Douglas Connect, Zeiningen, Switzerland


Managing Director


Barry Hardy (Douglas Connect, Switzerland), Egon L. Willighagen (Maastricht University, The Netherlands), Janna Hastings (European Bioinformatics Institute, UK), Markus Hegi and Lucian Farcal (Douglas Connect, Switzerland), Nina Jeliazkova (Ideaconsult, Bulgaria), Haralambos Sarimveis (NTUA, Greece)




1. Jeliazkova, N., Doganis, P., Fadeel, B., Grafstrom, R., Hastings, J., Jeliazkov, V., Kohonen, P., Munteanu, C. R., Sarimveis, H., Smeets, B., Tsiliki, G., Vorgrimmler, D., Willighagen, E., Nov. 2014. The first eNanoMapper prototype: A substance database to support safe-by-design. In: Bioinformatics and Biomedicine (BIBM), 2014 IEEE International Conference on. IEEE, pp. 1-9.
2. Hastings, J., Jeliazkova, N., Owen, G., Tsiliki, G., Munteanu, C. R., Steinbeck, C., Willighagen, E., Mar. 2015. eNanoMapper: harnessing ontologies to enable data integration for nanomaterial risk assessment.
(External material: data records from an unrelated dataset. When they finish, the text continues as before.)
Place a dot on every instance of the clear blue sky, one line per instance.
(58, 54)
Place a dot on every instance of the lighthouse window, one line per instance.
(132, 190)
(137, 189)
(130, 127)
Journal of Biomedical Semantics 6 (1), 10+.


The eNanoMapper EU FP7 project is developing a data management and analysis infrastructure together with ontologies supporting the safety assessment activities of the European nanomaterials research and development community. The project addresses the requirements of safety assessment of nanomaterials by providing databases, analysis tools and ontologies for risk assessment and linking them with existing resources in this area.
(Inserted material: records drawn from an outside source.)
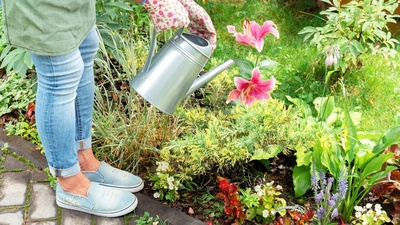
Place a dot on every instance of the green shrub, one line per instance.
(354, 29)
(223, 140)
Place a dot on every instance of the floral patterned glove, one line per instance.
(167, 14)
(200, 22)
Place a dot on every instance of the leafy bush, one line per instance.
(226, 139)
(354, 29)
(15, 93)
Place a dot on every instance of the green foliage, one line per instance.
(165, 183)
(147, 219)
(356, 28)
(24, 129)
(264, 203)
(13, 59)
(15, 93)
(227, 139)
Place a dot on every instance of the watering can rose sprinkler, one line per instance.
(172, 74)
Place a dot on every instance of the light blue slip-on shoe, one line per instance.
(112, 177)
(101, 201)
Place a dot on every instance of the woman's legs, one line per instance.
(64, 107)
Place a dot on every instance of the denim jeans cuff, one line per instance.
(84, 144)
(65, 172)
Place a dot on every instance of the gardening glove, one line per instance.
(167, 14)
(200, 22)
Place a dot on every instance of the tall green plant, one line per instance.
(354, 29)
(13, 59)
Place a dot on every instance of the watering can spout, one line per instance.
(205, 78)
(173, 73)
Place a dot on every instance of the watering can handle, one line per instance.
(152, 46)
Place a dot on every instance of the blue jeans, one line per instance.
(64, 105)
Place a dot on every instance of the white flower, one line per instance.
(378, 207)
(162, 166)
(359, 209)
(265, 213)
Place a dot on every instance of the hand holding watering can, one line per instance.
(173, 73)
(170, 14)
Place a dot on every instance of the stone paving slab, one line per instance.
(23, 188)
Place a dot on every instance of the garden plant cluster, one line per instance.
(299, 90)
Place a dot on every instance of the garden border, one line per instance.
(28, 151)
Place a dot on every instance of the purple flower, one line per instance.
(331, 202)
(334, 197)
(335, 213)
(332, 56)
(321, 212)
(342, 186)
(319, 196)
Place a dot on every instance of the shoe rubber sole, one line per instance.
(128, 189)
(118, 213)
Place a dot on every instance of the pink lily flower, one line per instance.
(249, 90)
(253, 33)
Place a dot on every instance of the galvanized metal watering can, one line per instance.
(172, 74)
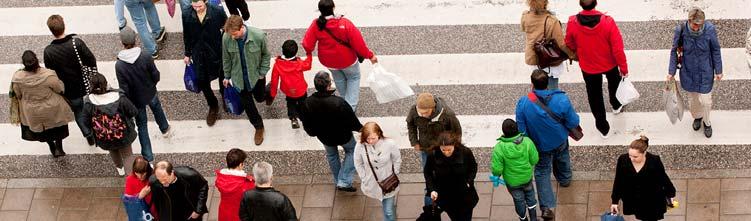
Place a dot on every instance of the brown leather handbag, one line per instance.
(390, 183)
(547, 51)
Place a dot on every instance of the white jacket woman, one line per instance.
(384, 155)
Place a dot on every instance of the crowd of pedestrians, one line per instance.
(531, 148)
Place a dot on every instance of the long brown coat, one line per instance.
(41, 104)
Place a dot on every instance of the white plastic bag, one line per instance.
(387, 86)
(626, 92)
The work involves close cooperation with the EC NanoSafety Cluster members and other international organisations such as the EC JRC, and the EU-US NanoEHS cooperation initiative. Their requirements guide the development of tools for experimental design, model building, systems biology, and meta analysis across multiple datasets.

An ontology for nanosafety research is being developed to provide the following features: annotation of nanostructures and relevant biological properties, annotation of experimental model systems (e.g. cell lines), conditions, and protocols, complex search and reasoning capabilities, and the integration of data from existing nanotoxicology sources.

Systematic physicochemical, geometrical, structural, and biological studies of nanomaterials are rare in the public domain and data sharing is only just commencing, given the absence of readily available solutions for that purpose. eNanomapper will address that issue, as the establishment of a universal standardisation schema and infrastructure for nanomaterials safety assessment is a key goal of the project. It will catalyze collaboration, integrated analysis, and discoveries from data organised within a knowledge-based framework. It will support the discovery of nanomaterial properties responsible for toxicity, the identification of toxicity pathways and nano-bio interactions from linked datasets, ontologies, omics data and external data sources.

By interfacing with statistical and data mining tools, eNanoMapper aims to provide scientifically sound guidelines for experimental design as well as computational models for predicting nanotoxicity. These computational models will help to design safe nanomaterials and improve the risk assessment of existing nanoparticles.

This presentation will provide an overview of the progress made in the initial 18 months of the project, including outlines of the initial development releases of the data platform [1] and ontology [2].